Difference between MLNX OFED and "Inbox" ?

I’ve got a question I haven’t yet found the answer for.

Why is Mellanox OFED distribution needed at all? For example, take RHEL7.3, they essentially backported 4.4.x-4.5.x kernel stuff and they keep backporting fixes & features from upstream stable kernels, so what’s the point?

I do understand it’s needed for very old kernels & userspace, where upstream is gone EOL long ago and nobody cares about that any longer. But what about up to date distros, like Ubuntu 16.04, I see your OFED is actually older (looking at rdma headers) than inhouse stuff.

Does MLNX OFED, as added value, only bring updated drivers for hardware, a couple of funny scripts and nothing else?

Would be wonderful to have a KB article explaining why I should install this thing (quite a lot of packages and kernel modules, btw) vs. just going with inhouse/inbox stuff.

For ex., I see the following text on your driver page " Inbox drivers enable Mellanox High performance for Cloud, HPC, Storage, Financial Services and more with the Out of box experience of Enterprise grade Linux distributions." So, basically, you’re stating Inbox drivers are pretty okay, all that right on MLNX_OFED download page… This is confusing.

Oh, and one last thing, could you please add the description of term “Inbox drivers”, as it’s nowhere to be found on your site/KB. The only sane result on google was leading to some MS site explaining inbox vs. outbox. Wound be wonderful to have it here, as you use the term a lot.

Thanks!

The difference between upstream, Mellanox OFED and inbox RHEL drivers is major :

Why is Mellanox OFED distribution needed at all? For example, take RHEL7.3, they essentially backported 4.4.x-4.5.x kernel stuff and they keep backporting fixes & features from upstream stable kernels, so what’s the point?
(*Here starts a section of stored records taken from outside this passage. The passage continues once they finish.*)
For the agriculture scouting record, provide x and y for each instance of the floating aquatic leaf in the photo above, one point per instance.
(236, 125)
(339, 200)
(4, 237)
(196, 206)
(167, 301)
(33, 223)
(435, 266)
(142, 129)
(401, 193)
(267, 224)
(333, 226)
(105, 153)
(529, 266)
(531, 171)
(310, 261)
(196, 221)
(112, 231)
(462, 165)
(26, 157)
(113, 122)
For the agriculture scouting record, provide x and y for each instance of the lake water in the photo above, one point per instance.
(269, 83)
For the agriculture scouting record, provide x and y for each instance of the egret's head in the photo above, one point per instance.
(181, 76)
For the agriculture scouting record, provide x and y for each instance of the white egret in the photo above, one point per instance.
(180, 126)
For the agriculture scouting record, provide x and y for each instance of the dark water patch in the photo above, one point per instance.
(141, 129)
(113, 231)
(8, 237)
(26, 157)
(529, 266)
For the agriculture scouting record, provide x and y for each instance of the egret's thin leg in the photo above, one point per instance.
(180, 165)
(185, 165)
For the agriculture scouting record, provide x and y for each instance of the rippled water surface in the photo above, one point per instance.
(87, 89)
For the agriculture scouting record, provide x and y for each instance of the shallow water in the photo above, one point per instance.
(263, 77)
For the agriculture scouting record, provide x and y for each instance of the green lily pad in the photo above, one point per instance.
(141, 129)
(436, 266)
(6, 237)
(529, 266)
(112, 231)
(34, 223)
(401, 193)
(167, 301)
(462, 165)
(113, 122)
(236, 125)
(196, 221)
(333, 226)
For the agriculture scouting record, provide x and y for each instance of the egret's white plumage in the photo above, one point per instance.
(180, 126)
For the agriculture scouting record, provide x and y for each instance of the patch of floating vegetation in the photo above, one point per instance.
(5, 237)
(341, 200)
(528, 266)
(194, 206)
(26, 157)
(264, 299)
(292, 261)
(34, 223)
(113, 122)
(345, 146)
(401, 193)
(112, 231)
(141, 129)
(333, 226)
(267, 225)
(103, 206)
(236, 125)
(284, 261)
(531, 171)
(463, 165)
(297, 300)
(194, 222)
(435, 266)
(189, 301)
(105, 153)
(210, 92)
The point is that Mellanox cannot guarantee that most of the latest code that deals with functionality, bug fixes and performance optimizations (not necessarily in scripts that are added on top) related ConnectX-3/4/5 drivers, including ULPs, is included in each OS and kernel. The drivers constantly updating, and submitting and qualifying patches to upstream kernel revolves around a heavy process before it any commit actually gets accepted. a commit first gets to be accepted to upstream kernel and then cherry picked to a specific distro kernel. Mellanox OFED provided the options to make sure you are up to date regardless if your use case is IB, Ethernet or just an application using libibverbs.

I do understand it’s needed for very old kernels & userspace, where upstream is gone EOL long ago and nobody cares about that any longer. But what about up to date distros, like Ubuntu 16.04, I see your OFED is actually older (looking at rdma headers) than inhouse stuff

That is not always the case. Actually, most of the packages in Mellanox OFED are quite different that the ones that come with RHEL 7.3 inbox driver. Take a look at IPoIB, libmlx5, and others.

Would be wonderful to have a KB article explaining why I should install this thing (quite a lot of packages and kernel modules, btw) vs. just going with inhouse/inbox stuff.

You don’t “have” to install the entire package, For Ethernet you can just use the Mellanox ethernet driver, with an extension of libibverbs if you use RDMA based applications. You can also use Mellanox OFED to specifically cherry-pick packages you need, or alternatavley create your own repository using RPMs that come shipped with it. The point is that you get presented with a number of options, and you get to choose. The recommended version is whatever proves to work with your environment in the most stable way.